For the past few years, I've been hearing from many news sources that Detroit is the most violent large city in the US. If the news is saying this, then the data should corroborate it, eh? Well, of course I decided to check for myself...
When comparing crime data across the country, the FBI's Universal Crime Reporting (UCR) Program is the go-to place for data. The 2017 data hasn't been finalized yet, so I went with the 2016 data. I downloaded the Excel spreadsheet for the entire US. The table looked something like this (notice that the state name in the first row for each state, which makes it a little tricky to work with):
I imported the spreadsheet into SAS using Proc Import, but of course the blank state values also appeared in my SAS dataset as ... you guessed it - blank!
SAS has been tweaking its software for several decades, adding functionality and flexibility, so there's almost no data-problem it can't fix. Here's the code I used to duplicate the state value into each following row that was blank. (Note: I frequently say "There are always at least 10 ways to do a given task in SAS" ... therefore there might be a better way to fix this data.

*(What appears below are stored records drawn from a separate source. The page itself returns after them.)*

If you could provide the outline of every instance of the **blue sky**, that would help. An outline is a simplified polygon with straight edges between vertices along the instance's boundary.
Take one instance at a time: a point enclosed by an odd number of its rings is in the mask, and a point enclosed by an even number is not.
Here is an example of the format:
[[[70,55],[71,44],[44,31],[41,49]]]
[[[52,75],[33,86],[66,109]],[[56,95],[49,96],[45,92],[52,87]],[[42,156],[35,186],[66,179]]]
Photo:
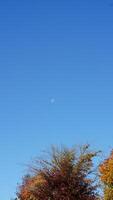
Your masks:
[[[51,144],[113,147],[113,1],[0,1],[0,199]]]

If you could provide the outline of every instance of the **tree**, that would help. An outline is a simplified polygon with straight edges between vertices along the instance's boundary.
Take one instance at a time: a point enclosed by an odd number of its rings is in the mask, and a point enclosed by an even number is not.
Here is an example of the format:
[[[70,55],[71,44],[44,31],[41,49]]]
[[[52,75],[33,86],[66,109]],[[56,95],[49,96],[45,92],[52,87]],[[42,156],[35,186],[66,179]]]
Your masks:
[[[100,179],[104,188],[104,199],[113,200],[113,151],[99,167]]]
[[[79,149],[52,148],[50,159],[36,161],[33,174],[19,186],[19,200],[97,200],[93,158],[89,145]],[[40,164],[40,165],[39,165]]]

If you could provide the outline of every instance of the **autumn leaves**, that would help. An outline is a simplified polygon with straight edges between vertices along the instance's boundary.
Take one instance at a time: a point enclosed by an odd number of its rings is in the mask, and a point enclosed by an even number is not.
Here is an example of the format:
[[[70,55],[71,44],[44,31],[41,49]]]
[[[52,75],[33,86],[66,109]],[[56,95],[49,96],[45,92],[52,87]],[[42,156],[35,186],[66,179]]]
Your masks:
[[[48,159],[36,161],[33,173],[23,178],[17,191],[19,200],[98,200],[97,171],[93,159],[98,152],[89,145],[76,149],[52,148]],[[99,165],[104,199],[113,200],[113,152]]]

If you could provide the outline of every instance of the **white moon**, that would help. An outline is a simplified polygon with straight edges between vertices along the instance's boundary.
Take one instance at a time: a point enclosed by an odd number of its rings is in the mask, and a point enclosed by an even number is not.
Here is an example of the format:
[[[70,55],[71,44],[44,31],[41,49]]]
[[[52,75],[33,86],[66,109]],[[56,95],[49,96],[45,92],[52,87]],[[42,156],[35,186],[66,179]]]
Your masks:
[[[50,99],[50,103],[51,103],[51,104],[55,103],[55,99],[54,99],[54,98],[51,98],[51,99]]]

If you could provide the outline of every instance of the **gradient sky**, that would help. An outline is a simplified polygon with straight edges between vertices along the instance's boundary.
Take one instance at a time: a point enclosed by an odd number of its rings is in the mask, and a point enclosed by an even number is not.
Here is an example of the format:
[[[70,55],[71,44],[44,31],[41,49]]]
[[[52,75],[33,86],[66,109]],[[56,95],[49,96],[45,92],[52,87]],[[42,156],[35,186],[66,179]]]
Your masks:
[[[0,199],[51,144],[113,147],[113,1],[0,1]]]

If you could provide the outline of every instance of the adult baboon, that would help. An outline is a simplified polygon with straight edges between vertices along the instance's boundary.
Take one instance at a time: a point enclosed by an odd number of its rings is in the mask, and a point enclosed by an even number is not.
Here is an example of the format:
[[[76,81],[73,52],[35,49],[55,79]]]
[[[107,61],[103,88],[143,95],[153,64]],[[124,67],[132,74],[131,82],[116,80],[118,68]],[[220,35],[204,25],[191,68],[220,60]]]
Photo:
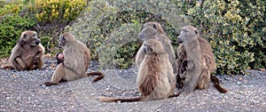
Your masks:
[[[176,55],[171,45],[171,40],[167,36],[160,23],[146,22],[143,28],[143,30],[138,35],[139,39],[145,42],[149,39],[156,39],[161,42],[164,51],[168,54],[168,59],[173,67],[174,74],[176,74]],[[135,64],[137,68],[139,68],[140,63],[144,60],[145,54],[144,44],[142,44],[136,56]]]
[[[8,65],[3,68],[18,71],[41,68],[44,51],[36,32],[24,31],[12,51]]]
[[[50,86],[58,84],[61,80],[71,81],[89,76],[98,76],[94,82],[104,77],[104,74],[100,72],[86,74],[90,61],[90,52],[84,44],[67,32],[59,36],[59,42],[65,46],[62,56],[64,61],[56,68],[51,82],[45,82],[43,84]]]
[[[137,98],[107,98],[99,97],[101,101],[130,102],[152,100],[176,97],[176,76],[161,43],[155,39],[145,41],[142,48],[145,53],[137,73],[137,85],[140,97]]]
[[[206,89],[212,79],[219,92],[226,92],[211,75],[215,69],[215,56],[211,45],[200,36],[198,29],[190,25],[183,27],[178,42],[181,44],[177,49],[177,86],[189,93],[195,88]]]

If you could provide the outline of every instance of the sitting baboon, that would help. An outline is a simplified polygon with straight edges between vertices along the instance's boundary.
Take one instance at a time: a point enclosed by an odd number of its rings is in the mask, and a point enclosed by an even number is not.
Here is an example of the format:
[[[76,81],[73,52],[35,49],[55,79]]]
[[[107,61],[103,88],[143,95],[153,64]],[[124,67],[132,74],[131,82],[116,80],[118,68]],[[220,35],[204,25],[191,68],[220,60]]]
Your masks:
[[[161,43],[155,39],[145,41],[142,47],[145,57],[140,63],[137,77],[137,85],[140,97],[137,98],[107,98],[99,97],[101,101],[131,102],[153,100],[176,97],[176,76]]]
[[[138,37],[143,40],[144,43],[149,39],[156,39],[162,43],[164,51],[168,54],[168,59],[170,60],[171,65],[174,69],[174,74],[176,74],[176,61],[174,49],[171,44],[171,40],[167,36],[166,33],[162,29],[161,26],[158,22],[146,22],[143,26],[143,30],[139,33]],[[137,51],[135,64],[137,68],[139,68],[142,62],[145,52],[144,44]]]
[[[60,63],[64,62],[64,54],[63,53],[58,53],[56,55],[56,59],[58,60],[57,63],[59,65]]]
[[[98,76],[93,81],[96,82],[104,77],[101,72],[86,73],[90,61],[90,49],[82,42],[75,39],[70,33],[59,36],[59,44],[65,46],[61,58],[64,61],[59,62],[52,75],[51,82],[45,82],[46,86],[58,84],[60,81],[71,81],[89,76]],[[59,58],[57,56],[57,58]]]
[[[211,75],[215,70],[215,56],[211,45],[200,36],[198,29],[190,25],[183,27],[178,42],[181,44],[177,49],[177,86],[189,93],[196,88],[206,89],[211,79],[220,92],[226,92]]]
[[[3,68],[18,71],[41,68],[44,51],[36,32],[24,31],[12,51],[8,65]]]

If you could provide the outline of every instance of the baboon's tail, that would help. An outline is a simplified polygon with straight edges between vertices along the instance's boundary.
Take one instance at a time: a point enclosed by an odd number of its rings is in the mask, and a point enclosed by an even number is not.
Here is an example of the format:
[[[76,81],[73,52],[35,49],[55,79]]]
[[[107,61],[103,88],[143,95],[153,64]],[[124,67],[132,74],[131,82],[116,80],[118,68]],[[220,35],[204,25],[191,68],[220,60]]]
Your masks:
[[[11,65],[5,65],[2,67],[4,69],[14,69],[14,67],[11,66]]]
[[[216,76],[211,75],[211,80],[214,83],[214,85],[217,89],[217,91],[219,91],[222,93],[225,93],[227,92],[227,90],[220,86],[220,81]]]
[[[180,95],[180,93],[181,92],[174,93],[174,94],[170,95],[168,98],[178,97]]]
[[[109,97],[98,97],[99,100],[104,102],[134,102],[139,101],[144,99],[144,97],[137,97],[137,98],[109,98]]]
[[[98,76],[96,78],[93,79],[93,82],[98,82],[98,80],[101,80],[102,78],[105,77],[105,74],[101,72],[90,72],[90,73],[87,73],[86,75],[87,76]]]
[[[59,84],[59,83],[54,83],[54,82],[45,82],[43,84],[44,84],[45,86],[51,86],[51,85],[57,85]]]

This is just the first way that popped into my head. Feel free to share other/better ways in the comments!)
data rawdata (drop=state_single);
length state $20;
set rawdata (rename=(state=state_single));
if trim(left(state_single^='')) then state=state_single;
Here's what the resulting SAS dataset looks like:
I decided to focus on the 'Violent crime' number, since most of the articles I had seen focused on some variation of that. And also, rather than using just the number of violent crimes, I wanted to combine that with the population, to get something like a "per capita crimes" that could be compared from one city to another. Most of the articles used "crimes per 100,000 people". Detroit usually had values around 2,000 violent crimes per 100,000 people, in most of the articles. I decided to strip off a few zeroes, in hopes that my number would be easier for people to relate to. I calculated crimes per 1,000 people.
I limited the data to just the cities with over 100,000 people, and I colored my markers by quartile (25% of the cities are assigned to each of the 4 colors). And to make it easier to quickly identify the worst cities on the map, I drew a circle around the markers for the 5 worst cities. Below is my map (click the image to see the interactive version, with HTML mouse-over text for each city).
The map & table show that Detroit has the worst violent crime rate, therefore I'm done, right? ... Well, not exactly.
I decided to do a few spot-checks. Here in North Carolina, the city that gets in the news a lot for murders and such is Durham - I wondered how it compared to Detroit. But I couldn't find Durham in the map, or even in the original UCR spreadsheet. My map (zoomed partial screen-capture below) had Charlotte, High Point, Cary, Fayetteville, and Wilmington ... but it didn't show the other NC cities with >=100,000 people (Raleigh, Greensboro, Winston-Salem, Durham, and High Point).
If NC was missing five major cities, how many cities might also be missing in other states? And can you really say Detroit has the highest violent crime rate of any major US city, if the UCR data doesn't include *all* the major cities?
So I categorize this data as interesting, but not conclusive/definitive. What's your opinion?